A Deep-Learning Approach for Diagnosing and Grading Ankylosing Spondylitis Sacroiliitis by X-Ray Images


Asgari M., Özkaya Çolakoğlu Ş., ATAGÜNDÜZ M. P., Rada L.

29th Annual Conference on Medical Image Understanding and Analysis, MIUA 2025, Leeds, İngiltere, 15 - 17 Temmuz 2025, cilt.15917 LNCS, ss.147-162, (Tam Metin Bildiri) identifier

  • Yayın Türü: Bildiri / Tam Metin Bildiri
  • Cilt numarası: 15917 LNCS
  • Doi Numarası: 10.1007/978-3-031-98691-8_11
  • Basıldığı Şehir: Leeds
  • Basıldığı Ülke: İngiltere
  • Sayfa Sayıları: ss.147-162
  • Anahtar Kelimeler: Ankylosing Spondylitis, CNN, Deep Learning, Medical Imaging, Sacroiliac Joint, X-ray
  • Marmara Üniversitesi Adresli: Evet

Özet

The diagnosis of radiographic axial spondyloarthritis (r-axSpA), including ankylosing spondylitis (AS), relies heavily on radiographic evaluation of the sacroiliac joints (SIJs) based on the modified New York (mNY) criteria. However, this process is hindered by low image quality, inter-reader variability, and difficulty in detecting early-stage bony changes. To address these limitations, this study proposes a novel image-processing-based diagnostic assistance tool designed to improve the classification and grading of SIJs in patients with axial spondyloarthritis (axSpA).
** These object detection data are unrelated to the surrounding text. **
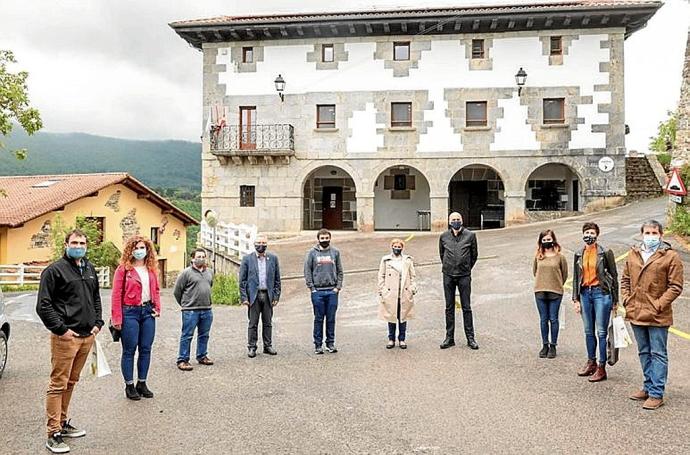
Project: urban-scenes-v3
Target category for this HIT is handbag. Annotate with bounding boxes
[108,270,127,343]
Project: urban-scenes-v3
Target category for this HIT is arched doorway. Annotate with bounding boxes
[525,163,580,212]
[302,166,357,230]
[374,165,431,231]
[448,164,505,229]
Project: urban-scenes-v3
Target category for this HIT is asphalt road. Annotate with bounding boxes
[0,200,690,454]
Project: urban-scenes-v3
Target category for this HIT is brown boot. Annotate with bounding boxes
[642,397,664,411]
[628,390,649,401]
[577,360,597,376]
[589,365,606,382]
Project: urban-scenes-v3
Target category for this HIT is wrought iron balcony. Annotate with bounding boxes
[210,124,295,163]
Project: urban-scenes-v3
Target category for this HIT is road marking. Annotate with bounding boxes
[563,250,690,340]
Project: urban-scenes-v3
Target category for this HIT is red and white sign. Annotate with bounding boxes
[664,167,688,196]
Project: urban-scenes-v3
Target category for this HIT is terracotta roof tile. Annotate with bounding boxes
[170,0,660,28]
[0,173,197,227]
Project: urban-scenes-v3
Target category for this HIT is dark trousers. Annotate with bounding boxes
[443,274,474,340]
[247,291,273,348]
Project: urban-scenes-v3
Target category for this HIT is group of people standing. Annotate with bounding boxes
[36,213,683,453]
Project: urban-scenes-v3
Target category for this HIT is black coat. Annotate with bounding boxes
[438,227,479,276]
[36,256,103,335]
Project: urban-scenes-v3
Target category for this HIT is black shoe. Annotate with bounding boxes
[546,344,556,359]
[441,338,455,349]
[125,384,141,401]
[46,432,69,453]
[136,381,153,398]
[539,343,549,359]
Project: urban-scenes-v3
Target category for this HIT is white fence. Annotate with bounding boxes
[201,222,257,259]
[0,264,110,288]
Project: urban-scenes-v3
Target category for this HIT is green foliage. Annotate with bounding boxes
[51,215,121,272]
[0,129,201,193]
[649,111,678,153]
[211,275,240,305]
[0,50,43,160]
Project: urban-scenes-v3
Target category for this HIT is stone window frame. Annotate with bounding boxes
[316,104,336,130]
[390,101,413,128]
[393,41,412,62]
[541,97,566,126]
[240,185,256,207]
[465,100,489,128]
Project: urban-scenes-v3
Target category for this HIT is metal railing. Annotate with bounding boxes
[210,124,295,156]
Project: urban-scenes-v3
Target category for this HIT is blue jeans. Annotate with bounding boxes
[632,324,668,398]
[535,294,563,346]
[580,287,613,365]
[311,290,338,347]
[177,310,213,363]
[120,304,156,384]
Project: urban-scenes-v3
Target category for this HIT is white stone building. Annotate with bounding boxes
[171,0,661,232]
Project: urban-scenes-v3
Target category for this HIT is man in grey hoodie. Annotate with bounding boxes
[173,248,213,371]
[304,229,343,354]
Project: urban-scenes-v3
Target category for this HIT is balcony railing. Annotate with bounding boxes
[211,124,295,157]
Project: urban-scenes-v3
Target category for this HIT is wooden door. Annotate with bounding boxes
[240,106,256,150]
[321,186,343,229]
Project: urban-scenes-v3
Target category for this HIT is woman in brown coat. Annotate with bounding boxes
[378,239,417,349]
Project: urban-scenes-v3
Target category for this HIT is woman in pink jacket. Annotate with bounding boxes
[111,236,161,400]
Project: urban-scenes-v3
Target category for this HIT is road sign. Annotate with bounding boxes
[599,156,615,172]
[664,167,688,196]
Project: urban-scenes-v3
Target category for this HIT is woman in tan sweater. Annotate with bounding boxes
[532,229,568,359]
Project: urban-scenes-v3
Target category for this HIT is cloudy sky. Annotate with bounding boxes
[0,0,690,150]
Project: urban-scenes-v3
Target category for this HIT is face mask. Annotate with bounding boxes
[65,247,86,259]
[642,234,661,250]
[132,248,146,261]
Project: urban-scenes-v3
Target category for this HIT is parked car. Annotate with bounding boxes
[0,289,10,378]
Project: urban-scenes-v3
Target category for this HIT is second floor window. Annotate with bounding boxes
[316,104,335,129]
[240,185,254,207]
[321,44,335,63]
[550,36,563,55]
[242,47,254,63]
[472,39,484,59]
[465,101,488,126]
[544,98,565,125]
[391,103,412,127]
[393,41,410,60]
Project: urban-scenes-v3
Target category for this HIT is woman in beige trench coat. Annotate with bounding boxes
[378,239,417,349]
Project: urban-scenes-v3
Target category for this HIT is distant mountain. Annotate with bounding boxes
[0,127,201,190]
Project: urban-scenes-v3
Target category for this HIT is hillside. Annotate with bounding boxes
[0,127,201,191]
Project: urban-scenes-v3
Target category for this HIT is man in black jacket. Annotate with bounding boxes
[36,229,103,453]
[438,212,479,349]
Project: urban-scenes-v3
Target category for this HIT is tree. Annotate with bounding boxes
[0,50,43,160]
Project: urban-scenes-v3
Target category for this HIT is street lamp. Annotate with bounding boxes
[515,67,527,96]
[273,74,285,101]
[204,210,218,273]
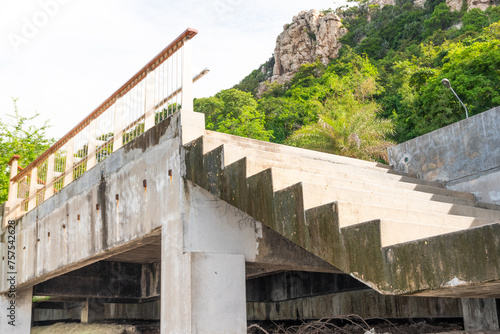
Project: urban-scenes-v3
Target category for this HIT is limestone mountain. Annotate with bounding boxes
[264,0,500,84]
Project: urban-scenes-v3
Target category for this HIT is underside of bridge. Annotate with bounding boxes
[1,113,500,333]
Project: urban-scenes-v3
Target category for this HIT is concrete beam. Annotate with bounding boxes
[33,261,160,300]
[80,298,104,324]
[0,288,33,334]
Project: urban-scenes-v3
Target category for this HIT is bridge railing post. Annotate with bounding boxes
[64,138,74,187]
[181,37,194,112]
[2,155,20,227]
[87,119,97,170]
[44,154,55,201]
[144,71,156,132]
[27,167,38,211]
[113,97,124,152]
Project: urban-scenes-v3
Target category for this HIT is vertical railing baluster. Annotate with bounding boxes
[63,137,74,187]
[44,154,55,201]
[144,71,155,132]
[87,118,97,170]
[113,97,123,152]
[3,155,20,227]
[181,38,194,111]
[27,167,38,211]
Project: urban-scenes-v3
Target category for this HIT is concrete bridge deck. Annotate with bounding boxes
[1,109,500,333]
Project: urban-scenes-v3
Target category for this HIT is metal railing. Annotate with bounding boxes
[8,29,201,219]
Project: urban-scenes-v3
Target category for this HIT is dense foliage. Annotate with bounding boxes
[0,100,54,203]
[195,0,500,160]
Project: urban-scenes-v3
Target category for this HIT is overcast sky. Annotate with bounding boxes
[0,0,345,138]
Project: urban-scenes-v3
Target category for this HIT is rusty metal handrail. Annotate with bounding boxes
[11,28,198,182]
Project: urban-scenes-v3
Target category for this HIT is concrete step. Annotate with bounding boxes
[209,144,452,196]
[199,131,426,181]
[302,192,495,229]
[271,167,500,221]
[247,157,476,202]
[358,219,463,247]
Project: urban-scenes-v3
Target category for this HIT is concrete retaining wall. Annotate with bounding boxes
[389,107,500,204]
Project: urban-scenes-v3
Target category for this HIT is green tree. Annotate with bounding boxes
[0,99,55,203]
[288,95,394,161]
[194,88,273,141]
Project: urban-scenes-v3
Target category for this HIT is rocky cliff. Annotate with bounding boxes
[271,0,499,83]
[271,10,347,83]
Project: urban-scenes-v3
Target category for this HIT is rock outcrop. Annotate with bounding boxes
[271,10,347,83]
[272,0,500,83]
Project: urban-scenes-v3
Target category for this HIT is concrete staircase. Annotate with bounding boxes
[184,131,500,297]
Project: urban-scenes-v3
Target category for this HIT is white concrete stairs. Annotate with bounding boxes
[183,131,500,293]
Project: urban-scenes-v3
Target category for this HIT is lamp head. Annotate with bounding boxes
[441,78,451,88]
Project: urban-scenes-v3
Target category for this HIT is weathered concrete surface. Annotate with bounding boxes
[389,107,500,204]
[246,271,369,302]
[186,130,500,297]
[462,298,499,331]
[0,117,180,291]
[247,290,462,320]
[0,287,33,334]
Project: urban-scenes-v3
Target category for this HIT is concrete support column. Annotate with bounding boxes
[161,219,246,334]
[0,287,33,334]
[462,298,499,331]
[80,298,104,323]
[191,253,247,334]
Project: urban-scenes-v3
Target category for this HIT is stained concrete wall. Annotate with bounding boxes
[0,117,180,292]
[247,290,462,320]
[389,107,500,204]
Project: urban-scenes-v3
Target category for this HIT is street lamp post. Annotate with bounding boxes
[441,78,469,118]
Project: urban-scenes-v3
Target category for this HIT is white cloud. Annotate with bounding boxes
[0,0,348,137]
The study involved consecutive axSpA patients under follow-up at Marmara University’s rheumatology outpatient clinics. Conventional SIJ radiographs were graded in a blinded manner by an experienced reader, with adjudication by a rheumatologist when necessary. The reference standard was definite sacroiliitis as defined by the mNY criteria. The proposed model utilizes a two-phase pipeline: the first phase employs the VGG-16 deep convolutional neural network for binary classification of r-axSpA and non-radiographic axSpA (nr-axSpA), while the second phase performs multiclass grading of sacroiliitis severity. The binary classification achieved an accuracy of 91.98%, and the multiclass grading phase reached 93.01% accuracy. Model performance was evaluated using the Confusion Matrix and F1 Score, highlighting its strong alignment with expert readings and robustness against false positives and negatives. This image-based approach demonstrates the potential to assist clinicians in the diagnosis of axSpA, offering a more objective and reproducible alternative to traditional visual grading. It supports clinical decision-making by enhancing diagnostic precision and facilitating the early identification of r-axSpA.